RFD 012: Incremental Tool Call Argument Streaming

Status: Draft
Category: Design
Authors: Jean Mertz git@jeanmertz.com
Date: 2026-02-24

Summary

This RFD proposes extending the EventBuilder to parse individual key/value pairs from tool call argument JSON as they stream in, emitting incremental events so that downstream consumers (e.g. the terminal renderer) can act on individual arguments before the full tool call is complete.

Motivation

When the LLM calls a tool like fs_create_file, the terminal currently shows nothing until all arguments have been fully received and parsed.

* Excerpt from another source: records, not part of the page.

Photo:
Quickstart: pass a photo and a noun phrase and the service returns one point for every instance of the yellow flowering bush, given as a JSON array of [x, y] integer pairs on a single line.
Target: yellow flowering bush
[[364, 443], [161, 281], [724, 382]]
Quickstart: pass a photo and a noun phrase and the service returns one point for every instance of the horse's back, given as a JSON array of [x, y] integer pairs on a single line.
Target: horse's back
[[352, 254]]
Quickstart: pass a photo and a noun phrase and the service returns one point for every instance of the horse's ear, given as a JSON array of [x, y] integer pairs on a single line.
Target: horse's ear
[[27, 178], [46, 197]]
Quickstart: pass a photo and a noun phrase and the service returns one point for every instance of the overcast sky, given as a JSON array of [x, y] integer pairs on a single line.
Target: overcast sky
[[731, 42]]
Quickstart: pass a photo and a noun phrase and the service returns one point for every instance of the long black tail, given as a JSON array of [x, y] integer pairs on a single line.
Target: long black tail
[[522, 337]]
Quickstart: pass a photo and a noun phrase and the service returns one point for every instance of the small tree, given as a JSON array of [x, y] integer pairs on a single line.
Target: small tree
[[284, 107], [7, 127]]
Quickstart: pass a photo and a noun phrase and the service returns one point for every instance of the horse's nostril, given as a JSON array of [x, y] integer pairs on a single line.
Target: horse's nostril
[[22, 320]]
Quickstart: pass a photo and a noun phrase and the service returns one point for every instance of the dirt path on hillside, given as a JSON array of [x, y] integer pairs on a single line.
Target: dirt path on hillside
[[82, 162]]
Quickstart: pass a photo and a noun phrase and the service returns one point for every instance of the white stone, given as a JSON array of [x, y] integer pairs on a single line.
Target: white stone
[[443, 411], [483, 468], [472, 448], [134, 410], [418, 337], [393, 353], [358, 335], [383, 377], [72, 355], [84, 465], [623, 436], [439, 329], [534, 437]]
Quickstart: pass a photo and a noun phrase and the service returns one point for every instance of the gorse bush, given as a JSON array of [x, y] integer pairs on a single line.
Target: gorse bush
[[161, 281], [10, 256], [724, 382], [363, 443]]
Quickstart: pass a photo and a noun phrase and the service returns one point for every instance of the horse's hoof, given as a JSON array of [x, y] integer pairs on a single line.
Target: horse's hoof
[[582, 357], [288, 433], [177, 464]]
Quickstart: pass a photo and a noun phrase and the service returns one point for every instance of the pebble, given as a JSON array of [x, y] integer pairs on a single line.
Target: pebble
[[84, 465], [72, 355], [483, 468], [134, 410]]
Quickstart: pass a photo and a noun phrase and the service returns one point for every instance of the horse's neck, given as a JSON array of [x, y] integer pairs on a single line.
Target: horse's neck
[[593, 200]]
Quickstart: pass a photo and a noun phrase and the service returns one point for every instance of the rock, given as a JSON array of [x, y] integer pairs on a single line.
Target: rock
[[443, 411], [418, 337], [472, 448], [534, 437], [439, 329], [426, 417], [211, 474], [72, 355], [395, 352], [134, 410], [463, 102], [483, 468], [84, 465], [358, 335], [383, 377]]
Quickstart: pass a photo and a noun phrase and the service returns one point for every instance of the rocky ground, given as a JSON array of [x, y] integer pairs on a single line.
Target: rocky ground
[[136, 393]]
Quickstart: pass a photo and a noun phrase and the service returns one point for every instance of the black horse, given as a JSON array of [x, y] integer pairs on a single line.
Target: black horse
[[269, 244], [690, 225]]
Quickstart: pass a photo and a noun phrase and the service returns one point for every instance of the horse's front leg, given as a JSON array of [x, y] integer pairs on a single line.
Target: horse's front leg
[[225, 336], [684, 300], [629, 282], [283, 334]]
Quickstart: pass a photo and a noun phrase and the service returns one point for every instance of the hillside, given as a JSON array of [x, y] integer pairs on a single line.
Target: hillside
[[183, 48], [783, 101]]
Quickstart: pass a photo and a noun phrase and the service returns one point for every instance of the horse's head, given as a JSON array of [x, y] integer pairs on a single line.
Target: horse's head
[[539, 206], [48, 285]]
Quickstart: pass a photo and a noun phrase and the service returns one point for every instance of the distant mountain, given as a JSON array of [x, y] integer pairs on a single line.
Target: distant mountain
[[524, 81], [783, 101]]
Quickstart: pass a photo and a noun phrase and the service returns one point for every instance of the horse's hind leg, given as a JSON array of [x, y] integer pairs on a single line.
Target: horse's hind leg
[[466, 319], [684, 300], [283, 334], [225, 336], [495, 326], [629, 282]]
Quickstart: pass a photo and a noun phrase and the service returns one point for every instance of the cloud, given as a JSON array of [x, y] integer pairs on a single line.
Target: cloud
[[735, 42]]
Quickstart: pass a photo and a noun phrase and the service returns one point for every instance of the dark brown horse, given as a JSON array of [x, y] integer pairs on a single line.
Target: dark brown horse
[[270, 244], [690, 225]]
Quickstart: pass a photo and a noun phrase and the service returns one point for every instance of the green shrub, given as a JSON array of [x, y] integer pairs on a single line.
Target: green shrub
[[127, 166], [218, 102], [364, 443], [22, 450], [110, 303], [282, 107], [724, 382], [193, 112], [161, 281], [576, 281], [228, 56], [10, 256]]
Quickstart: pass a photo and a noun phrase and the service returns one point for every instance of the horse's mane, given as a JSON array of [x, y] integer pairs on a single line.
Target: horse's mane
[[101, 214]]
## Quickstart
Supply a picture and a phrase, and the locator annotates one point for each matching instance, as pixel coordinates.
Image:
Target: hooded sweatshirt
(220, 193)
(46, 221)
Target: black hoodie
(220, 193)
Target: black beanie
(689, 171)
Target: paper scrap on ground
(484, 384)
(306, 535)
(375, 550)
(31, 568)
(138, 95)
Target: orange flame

For tools with large arguments — file content, code, diffs — this means several seconds of silence between the "Calling tool X" header and the styled argument display.

Today's flow:

content_block_start(tool_use{id, name})
  → Event::Part with ToolCallRequest{id, name, arguments: {}}     ← UI shows "Calling tool X"
content_block_delta(input_json_delta: '{"path":')
  → swallowed by ToolCallRequestAggregator                        ← silence
content_block_delta(input_json_delta: '"src/main.rs","content":')
  → swallowed                                                     ← silence
  ... 8+ seconds of JSON chunks ...
content_block_stop
  → Event::Part with ToolCallRequest{id, name, arguments: {path, content}}
  → Event::Flush                                                  ← UI shows styled args

If we could emit the path argument as soon as its value is complete, the UI could show "creating src/main.rs" within the first second, then display the file content as it streams in (future work).

This also unlocks a future where string argument values can be streamed character-by-character to the renderer — imagine seeing the file content appear in real-time rather than all at once. That streaming extension is explicitly out of scope for this RFD but this design is shaped to support it.

Design

User-facing behavior

No changes to the CLI interface or configuration. The observable difference is that tool call arguments appear in the terminal incrementally:

Tool name appears immediately (already implemented).
Each argument key/value pair appears as soon as its value is fully parsed.
The final styled tool call display is identical to today's.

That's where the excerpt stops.